主人が川柳に応募して熟年部門で金賞に入り図書券(三千円)と新米三〇キロをゲットした。「老夫婦 あれそれこれの 会話だけ」まさしくこの通りの日常生活だったが三世代同居となり孫達の話題で脳トレが出来る。図書券はたちまち娘の手許に流れた。漫画が好きだから買うとの事。主人が渋い顔をしたが私はそうは思わない。少女時代漫画の世界は楽しかった。今は老眼鏡の世話だから細かい字が無理なのでお手上げだ。残りで子供達の図鑑も買えると喜んでいた。興味のある事を私達にいろいろと重い本から説明してくれるのもほほえましい。

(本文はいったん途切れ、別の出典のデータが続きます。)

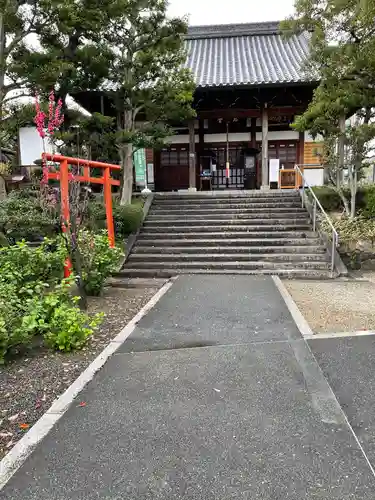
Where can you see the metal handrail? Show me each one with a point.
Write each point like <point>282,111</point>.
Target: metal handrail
<point>316,203</point>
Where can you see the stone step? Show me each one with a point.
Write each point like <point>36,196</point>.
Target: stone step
<point>219,234</point>
<point>291,273</point>
<point>228,214</point>
<point>232,206</point>
<point>287,202</point>
<point>224,227</point>
<point>165,222</point>
<point>164,257</point>
<point>228,194</point>
<point>219,241</point>
<point>186,200</point>
<point>147,247</point>
<point>261,264</point>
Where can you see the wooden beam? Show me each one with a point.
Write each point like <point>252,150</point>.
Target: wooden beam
<point>229,113</point>
<point>253,133</point>
<point>192,169</point>
<point>301,155</point>
<point>265,170</point>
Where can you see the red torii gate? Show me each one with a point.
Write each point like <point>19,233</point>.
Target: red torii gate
<point>64,176</point>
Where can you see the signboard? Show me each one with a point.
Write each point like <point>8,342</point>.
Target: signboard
<point>140,167</point>
<point>150,173</point>
<point>274,170</point>
<point>31,145</point>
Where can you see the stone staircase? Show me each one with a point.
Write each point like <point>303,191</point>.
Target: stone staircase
<point>220,233</point>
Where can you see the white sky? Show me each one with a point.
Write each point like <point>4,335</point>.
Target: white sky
<point>231,11</point>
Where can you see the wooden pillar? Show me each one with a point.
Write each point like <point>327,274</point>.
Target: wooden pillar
<point>108,206</point>
<point>341,150</point>
<point>301,149</point>
<point>265,169</point>
<point>253,133</point>
<point>200,151</point>
<point>192,169</point>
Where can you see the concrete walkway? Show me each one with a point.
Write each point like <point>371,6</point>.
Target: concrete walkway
<point>215,396</point>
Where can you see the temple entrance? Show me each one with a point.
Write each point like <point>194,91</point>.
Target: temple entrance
<point>242,171</point>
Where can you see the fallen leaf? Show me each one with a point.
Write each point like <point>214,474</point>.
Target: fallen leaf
<point>6,434</point>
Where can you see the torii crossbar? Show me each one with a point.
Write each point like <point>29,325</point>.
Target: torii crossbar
<point>64,176</point>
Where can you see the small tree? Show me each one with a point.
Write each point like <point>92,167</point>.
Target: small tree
<point>146,84</point>
<point>343,56</point>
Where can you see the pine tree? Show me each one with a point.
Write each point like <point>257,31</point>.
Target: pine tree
<point>343,58</point>
<point>146,85</point>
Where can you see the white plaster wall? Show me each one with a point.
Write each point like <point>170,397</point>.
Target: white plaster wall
<point>31,145</point>
<point>280,135</point>
<point>180,139</point>
<point>234,137</point>
<point>309,138</point>
<point>314,176</point>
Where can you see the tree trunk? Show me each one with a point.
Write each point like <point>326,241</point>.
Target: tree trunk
<point>2,71</point>
<point>126,154</point>
<point>341,150</point>
<point>344,200</point>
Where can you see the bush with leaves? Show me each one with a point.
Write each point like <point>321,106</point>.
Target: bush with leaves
<point>35,301</point>
<point>328,197</point>
<point>22,217</point>
<point>99,260</point>
<point>127,218</point>
<point>369,202</point>
<point>57,318</point>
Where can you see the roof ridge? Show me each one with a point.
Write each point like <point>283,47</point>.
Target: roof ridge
<point>233,29</point>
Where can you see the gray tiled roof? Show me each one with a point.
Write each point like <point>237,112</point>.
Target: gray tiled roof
<point>245,54</point>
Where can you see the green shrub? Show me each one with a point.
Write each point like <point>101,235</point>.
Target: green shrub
<point>328,197</point>
<point>31,270</point>
<point>127,218</point>
<point>21,217</point>
<point>11,308</point>
<point>369,201</point>
<point>353,230</point>
<point>35,301</point>
<point>99,260</point>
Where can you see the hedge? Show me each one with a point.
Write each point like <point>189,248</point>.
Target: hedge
<point>331,200</point>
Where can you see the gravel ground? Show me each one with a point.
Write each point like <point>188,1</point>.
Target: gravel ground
<point>29,384</point>
<point>335,306</point>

 三時からのカーブスに行こうと思い玄関を出た時一年生の孫が帰ってきた。「お帰り」「ただいま」のあいさつを交わし「ばあばこれからカーブスに行ってくるね」と言うと「いってきてね。身体をやわらかくね。身体が硬いと病気になり易いからばあばがいつ迄も丈夫でおって欲しい」やんちゃ盛りで手こずる時もあるがこんな言葉にホロリとさせられる。主人や娘は照れ臭いからだろう無理だ。期待もしていないけれど。カーブスに行きいろんな人とコロナ禍で余り話が出来ないけれど老親の介護をされ自宅で看取られた方、御主人を介護され最后に「ありがとう、良く看病してくれた」と感謝の言葉を残されたそうだ。  
別の方は娘さんが医療関係の責任の重い仕事に就いておられ三人の孫さん達(同居ではないが)面倒を引き受けている方と皆さん置かれた立場で頑張っておられる。あるがままを受け入れそこで自分にとっての花を咲かそう。二月の計測で仲々減らなかった体脂肪が微々たる数字だが減り筋肉量が増え体年齢が六十四才をキープした。体は確実に衰えを感じるが心の若さをいつ迄も持ち続けたい。今年の誕生日に娘からは濃厚な味のチョコレート、主人からは毎年ランチに行っているが今回はコロナが恐くてスーパーのお惣菜に変った。孫二人揃って「ばあば、お誕生日おめでとう」と満面の笑顔で祝福してくれた。
 この年齢になるとおめでたくもなくぞっとするだけの日だが孫達の素直な気持ちから「そうだここ迄生かされているのはおめでたい事なのだと気持ちを切り替える事が出来た。これからの一年を家族揃って健やかに、和やかに過ごし年を重ねてゆきたい。カーブス頑張ろう!!